16May00

it's funny how protective i feel of paul sometimes.... he's a pretty soft-spoken, easy-going kind of guy, and he almost never raises his voice to people, or talks back in anyway... even when it's warranted. this woman that works with us was just trying to install her new photoshop upgrade, and she was having trouble because she threw away the original serial number - and she was yelling at paul about it... i'm sure she wasn't suggesting it was his fault, but she was definately raising her voice to him, and basically asking him what he was going to do about it - and i almost lost it on her. i  mean, it's not his fault she was too irresponsible to keep what she needed - and it's not really his job to keep everybody  upgraded anyway - he just got drafted because he's the only person in this whole god forsaken place who knows how a computer runs... so he gets to try and keep everybody else up and running on top of his regular job... and nobody seems to even appreciate it! god, that pisses me off.

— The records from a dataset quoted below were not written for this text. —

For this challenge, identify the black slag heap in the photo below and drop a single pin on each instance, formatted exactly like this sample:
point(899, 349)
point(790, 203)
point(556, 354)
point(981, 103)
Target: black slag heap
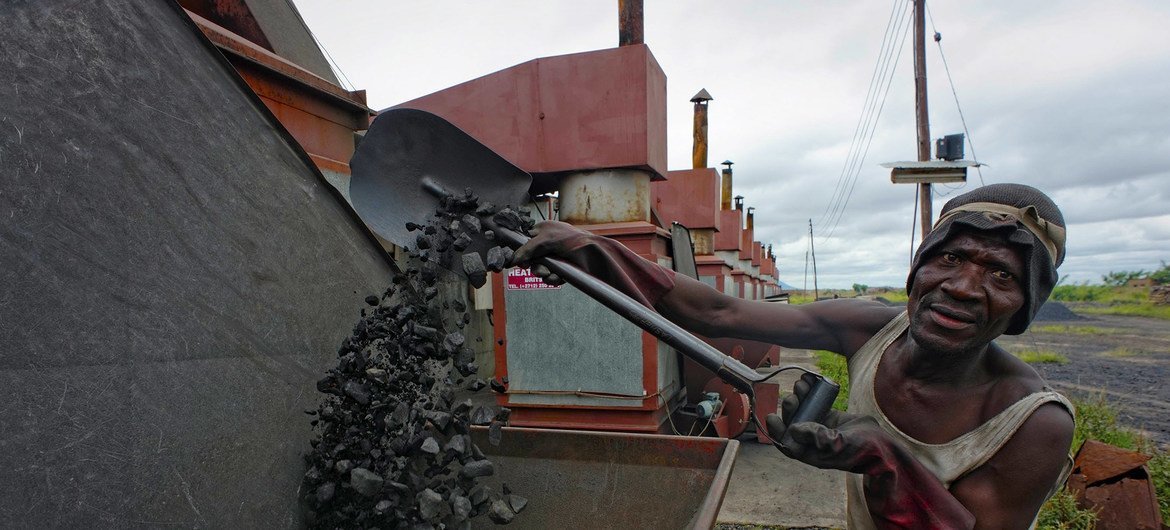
point(394, 448)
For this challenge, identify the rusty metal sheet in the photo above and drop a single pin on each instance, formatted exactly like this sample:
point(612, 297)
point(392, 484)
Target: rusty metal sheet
point(592, 110)
point(688, 197)
point(576, 479)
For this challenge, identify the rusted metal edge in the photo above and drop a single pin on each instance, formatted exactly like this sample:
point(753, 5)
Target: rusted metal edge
point(242, 48)
point(709, 510)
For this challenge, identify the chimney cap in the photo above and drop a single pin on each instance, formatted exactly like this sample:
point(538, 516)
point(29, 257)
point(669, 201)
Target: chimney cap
point(702, 96)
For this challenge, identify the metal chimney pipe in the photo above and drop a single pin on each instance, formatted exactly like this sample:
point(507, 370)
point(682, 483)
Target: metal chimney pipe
point(630, 22)
point(725, 187)
point(699, 153)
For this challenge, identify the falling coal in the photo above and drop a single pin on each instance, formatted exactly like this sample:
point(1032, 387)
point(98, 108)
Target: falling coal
point(392, 447)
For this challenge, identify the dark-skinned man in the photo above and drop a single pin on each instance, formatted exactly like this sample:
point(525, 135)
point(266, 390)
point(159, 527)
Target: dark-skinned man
point(944, 428)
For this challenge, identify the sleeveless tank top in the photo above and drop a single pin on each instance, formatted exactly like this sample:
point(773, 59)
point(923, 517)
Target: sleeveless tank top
point(948, 461)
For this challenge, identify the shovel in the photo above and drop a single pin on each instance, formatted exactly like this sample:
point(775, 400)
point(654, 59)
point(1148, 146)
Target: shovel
point(410, 159)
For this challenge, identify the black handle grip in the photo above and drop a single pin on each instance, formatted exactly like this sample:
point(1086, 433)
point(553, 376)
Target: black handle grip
point(725, 367)
point(817, 401)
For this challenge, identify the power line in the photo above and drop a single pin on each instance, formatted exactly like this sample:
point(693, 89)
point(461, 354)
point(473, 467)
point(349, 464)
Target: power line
point(871, 93)
point(858, 159)
point(938, 41)
point(349, 84)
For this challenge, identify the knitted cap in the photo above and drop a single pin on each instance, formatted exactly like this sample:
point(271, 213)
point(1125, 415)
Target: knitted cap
point(1020, 214)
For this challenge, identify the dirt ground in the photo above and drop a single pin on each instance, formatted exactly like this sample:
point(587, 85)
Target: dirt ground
point(1126, 358)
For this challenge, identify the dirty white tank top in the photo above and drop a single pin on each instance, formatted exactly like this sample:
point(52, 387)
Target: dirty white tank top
point(948, 461)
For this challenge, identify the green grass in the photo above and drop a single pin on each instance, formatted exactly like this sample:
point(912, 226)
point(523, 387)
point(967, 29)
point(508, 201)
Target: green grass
point(1041, 357)
point(1060, 513)
point(1101, 294)
point(800, 300)
point(1065, 329)
point(834, 367)
point(1096, 419)
point(1160, 473)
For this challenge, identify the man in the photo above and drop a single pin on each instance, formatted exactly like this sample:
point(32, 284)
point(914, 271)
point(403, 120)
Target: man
point(945, 428)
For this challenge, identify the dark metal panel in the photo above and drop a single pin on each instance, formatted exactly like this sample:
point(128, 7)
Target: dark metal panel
point(576, 479)
point(173, 277)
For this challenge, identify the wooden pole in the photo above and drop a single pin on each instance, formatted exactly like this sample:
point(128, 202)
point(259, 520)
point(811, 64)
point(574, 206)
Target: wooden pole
point(630, 22)
point(920, 107)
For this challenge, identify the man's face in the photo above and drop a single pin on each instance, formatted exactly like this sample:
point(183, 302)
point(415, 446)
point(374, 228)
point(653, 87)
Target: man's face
point(965, 294)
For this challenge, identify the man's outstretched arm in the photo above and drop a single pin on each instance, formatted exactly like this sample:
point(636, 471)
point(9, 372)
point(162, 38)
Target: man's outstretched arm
point(838, 325)
point(1004, 493)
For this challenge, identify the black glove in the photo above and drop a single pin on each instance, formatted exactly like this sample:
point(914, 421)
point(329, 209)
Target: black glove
point(900, 491)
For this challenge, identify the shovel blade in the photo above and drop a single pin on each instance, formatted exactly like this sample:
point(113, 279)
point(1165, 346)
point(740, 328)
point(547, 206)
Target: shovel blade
point(406, 146)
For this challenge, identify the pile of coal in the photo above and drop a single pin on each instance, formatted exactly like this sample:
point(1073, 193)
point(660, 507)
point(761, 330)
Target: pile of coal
point(393, 446)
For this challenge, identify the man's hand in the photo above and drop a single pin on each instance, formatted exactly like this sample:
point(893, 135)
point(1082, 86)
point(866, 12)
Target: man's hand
point(550, 239)
point(900, 491)
point(844, 441)
point(603, 257)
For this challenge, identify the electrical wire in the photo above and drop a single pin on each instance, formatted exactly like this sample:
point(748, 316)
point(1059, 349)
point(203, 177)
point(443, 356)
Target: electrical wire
point(914, 222)
point(348, 84)
point(869, 94)
point(857, 160)
point(938, 41)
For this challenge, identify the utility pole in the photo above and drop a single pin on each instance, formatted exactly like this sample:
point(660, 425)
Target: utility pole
point(920, 107)
point(816, 290)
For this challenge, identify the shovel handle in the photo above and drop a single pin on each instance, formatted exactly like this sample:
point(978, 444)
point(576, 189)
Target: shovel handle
point(728, 369)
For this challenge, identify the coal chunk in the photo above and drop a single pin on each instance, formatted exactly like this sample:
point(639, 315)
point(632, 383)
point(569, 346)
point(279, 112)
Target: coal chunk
point(325, 493)
point(499, 259)
point(473, 266)
point(477, 468)
point(429, 504)
point(517, 502)
point(495, 433)
point(501, 513)
point(461, 242)
point(365, 481)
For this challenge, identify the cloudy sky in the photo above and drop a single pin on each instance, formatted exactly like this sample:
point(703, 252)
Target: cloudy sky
point(1072, 97)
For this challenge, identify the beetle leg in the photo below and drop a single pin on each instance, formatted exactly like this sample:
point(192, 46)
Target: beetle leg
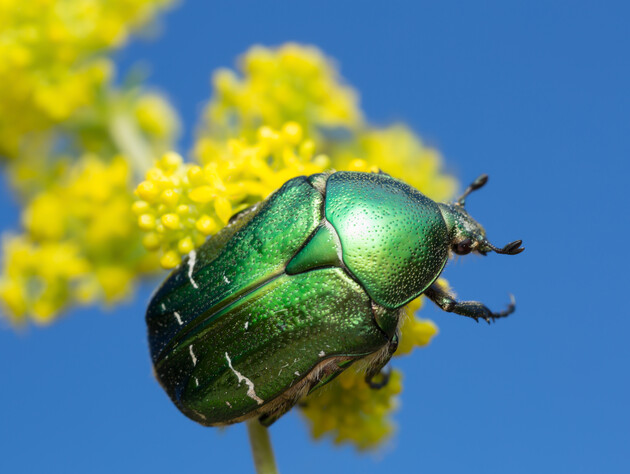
point(378, 368)
point(472, 309)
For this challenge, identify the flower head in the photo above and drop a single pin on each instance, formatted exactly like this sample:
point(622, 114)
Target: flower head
point(181, 204)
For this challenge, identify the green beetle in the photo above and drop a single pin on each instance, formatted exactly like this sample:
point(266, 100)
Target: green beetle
point(300, 286)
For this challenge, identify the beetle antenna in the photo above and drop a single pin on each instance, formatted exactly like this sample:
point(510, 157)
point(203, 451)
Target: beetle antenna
point(476, 184)
point(512, 248)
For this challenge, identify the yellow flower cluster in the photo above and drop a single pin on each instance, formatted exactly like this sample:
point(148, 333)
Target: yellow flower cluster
point(51, 59)
point(349, 411)
point(181, 204)
point(80, 244)
point(399, 152)
point(291, 83)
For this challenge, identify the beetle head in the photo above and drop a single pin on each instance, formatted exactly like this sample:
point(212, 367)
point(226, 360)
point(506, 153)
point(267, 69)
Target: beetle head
point(465, 233)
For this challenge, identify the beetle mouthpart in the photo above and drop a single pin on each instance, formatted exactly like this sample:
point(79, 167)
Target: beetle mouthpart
point(476, 184)
point(512, 248)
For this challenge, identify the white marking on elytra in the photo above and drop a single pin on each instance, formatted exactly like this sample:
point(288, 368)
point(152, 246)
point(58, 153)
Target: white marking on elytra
point(192, 258)
point(192, 355)
point(333, 232)
point(251, 393)
point(202, 416)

okay, sorry, i just needed to get that out before i did something i regreted. tonight i'm supposed to go work out with amie again - i'm glad i'm keeping up with this... i think it's making a difference. now all i need to do is figure out what to do with my ugly-ass hair. it's at that horrible 'growing-out' stage where i can't for the life of me, figure out what to do with it to make it look decent. plus, i'm hating the color... it's faded quite a bit since i died it red, and now the roots are starting to show... i'd like to dye it back to my original dark brown color, but i'm afraid it won't last - the way it faded last time, i'm thinking my hair prefers to be blonde. but, i'm thinking with the tan i'm getting it'll look much better dark. i know, who gives a rats ass, right?